Cue my audible ‘oh’ in the middle of class and my trademark facial expression of comedic enlightenment: lightly framing my face with the stretch of skin between thumb and index finger on both hands, eyes wide and lips pulled as thin as my mouth can possibly go. Inhale deeply, lightly clap the palms, look around to my roommate and my close friend who are both named Anna and do a panicked giggle. My project changed, became about me, nature stayed behind as a coincidental theme, violence and sex rejoiced in my brain, the whispers of my unnamed head mates become a little clearer.

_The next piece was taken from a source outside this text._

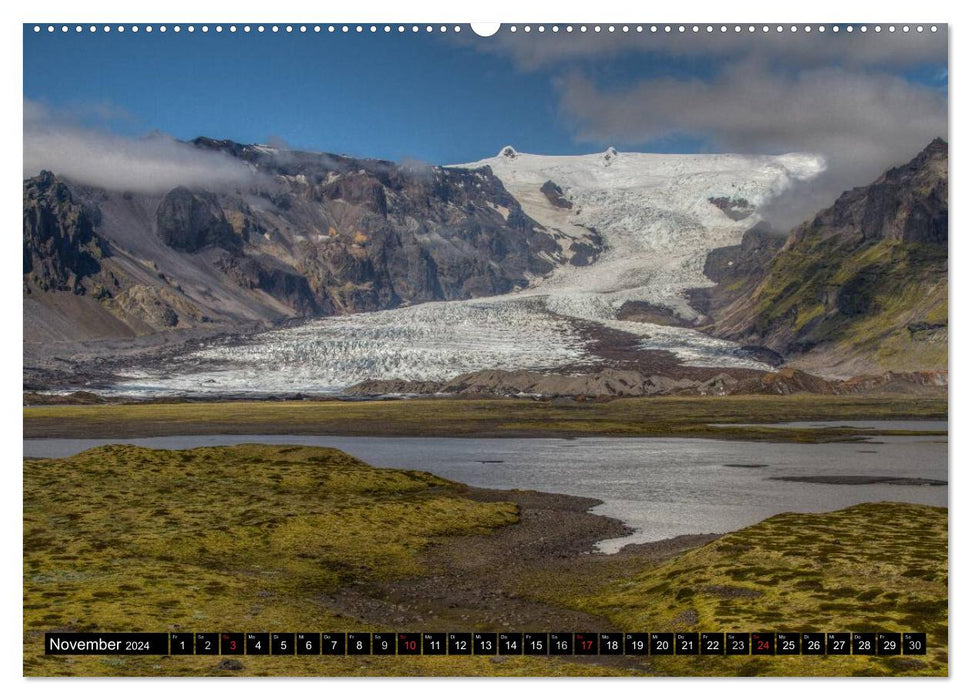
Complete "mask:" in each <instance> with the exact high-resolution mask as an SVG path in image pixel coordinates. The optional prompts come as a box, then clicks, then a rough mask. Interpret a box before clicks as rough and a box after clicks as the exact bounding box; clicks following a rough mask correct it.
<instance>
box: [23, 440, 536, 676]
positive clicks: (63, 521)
mask: <svg viewBox="0 0 971 700" xmlns="http://www.w3.org/2000/svg"><path fill="white" fill-rule="evenodd" d="M460 491H461V487H460V486H459V485H457V484H453V483H451V482H448V481H445V480H443V479H439V478H437V477H434V476H432V475H430V474H425V473H421V472H405V471H393V470H386V469H375V468H373V467H370V466H368V465H366V464H364V463H363V462H360V461H359V460H356V459H354V458H352V457H350V456H349V455H347V454H345V453H343V452H340V451H337V450H331V449H324V448H302V447H296V448H295V447H267V446H258V445H241V446H238V447H219V448H201V449H196V450H185V451H165V450H148V449H143V448H139V447H131V446H121V445H115V446H108V447H103V448H98V449H94V450H89V451H87V452H84V453H82V454H80V455H77V456H75V457H73V458H70V459H64V460H26V461H25V462H24V627H25V637H24V645H25V646H24V650H25V659H24V671H25V673H27V674H29V675H46V674H56V673H64V672H67V673H83V674H100V673H107V674H112V673H127V672H129V670H133V669H144V668H146V663H147V662H144V661H139V660H135V661H132V660H127V659H123V658H116V659H94V658H87V659H86V658H82V657H77V658H75V659H71V660H64V659H52V658H45V657H43V656H42V655H41V653H40V652H41V650H42V647H43V641H42V640H43V635H42V632H43V631H44V630H55V629H63V630H74V631H87V630H92V631H94V630H102V631H124V630H135V631H159V630H160V627H161V628H162V629H165V630H170V629H183V630H198V631H202V630H203V628H204V629H207V630H227V629H230V628H232V629H243V628H245V629H246V630H256V629H259V630H277V631H279V630H297V628H299V629H300V630H321V631H323V630H324V629H325V628H328V629H343V628H345V627H346V626H347V624H348V621H347V620H341V619H340V616H337V615H335V614H333V613H331V612H329V611H328V609H327V608H326V606H324V605H323V603H322V600H321V598H322V596H323V595H324V594H327V593H330V592H333V591H335V590H337V589H338V588H339V587H340V586H341V584H342V583H343V582H346V581H357V580H367V579H369V578H388V577H403V576H413V575H418V574H420V573H422V569H421V565H420V563H419V554H420V552H421V550H422V548H423V547H424V546H425V545H426V544H427V543H428V541H429V540H430V539H432V538H434V537H438V536H441V535H446V534H447V535H460V534H467V533H476V532H482V531H484V530H486V529H488V528H494V527H498V526H500V525H505V524H509V523H512V522H515V521H516V519H517V513H516V508H515V506H514V505H513V504H510V503H479V502H476V501H471V500H469V499H466V498H463V497H462V496H461V494H460ZM155 663H156V664H157V663H158V662H157V660H156V661H155ZM200 663H202V665H201V666H200ZM186 664H188V666H186ZM210 665H211V664H210ZM204 666H205V660H203V661H202V662H196V663H193V662H192V661H191V660H190V661H184V660H175V661H173V660H165V661H164V662H163V663H162V666H161V667H160V670H159V669H157V670H156V672H162V673H179V671H178V670H177V669H179V668H202V667H204ZM71 669H73V670H71ZM349 670H350V668H349ZM311 672H312V671H311Z"/></svg>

I still didn’t know how I would tie this project together, what books to read, structuring, only that I was excited for this project in a way I never was before, and that was enough.
Here's the actual trigger warning paragraph: this project talks about Sexual Encounters, Child Sexual Assault/Abuse, suicidal ideation, mild-to-severe depression, vivid hallucinations/mental episodes, racism, homophobia, religious trauma/distrust/mockery/hatred, witchcraft, paganism, anxiety, PTSD, borderline personality disorder, violence, and maladaptive dreaming.
As you read this, I encourage you to do some online reading on the illnesses I’ve listed here, to have that semi-professional understanding of what I wax poetic about. I also want you to treat this collection carefully, it has a strength and a trauma factor of its own, it can hurt you. Finally, as you take in that last warning, soak in that semi-pitying, semi-confused somber feeling you just had for me, who has lived all these hurts, and let it marinade while you read, don’t come out of the bath until the very end.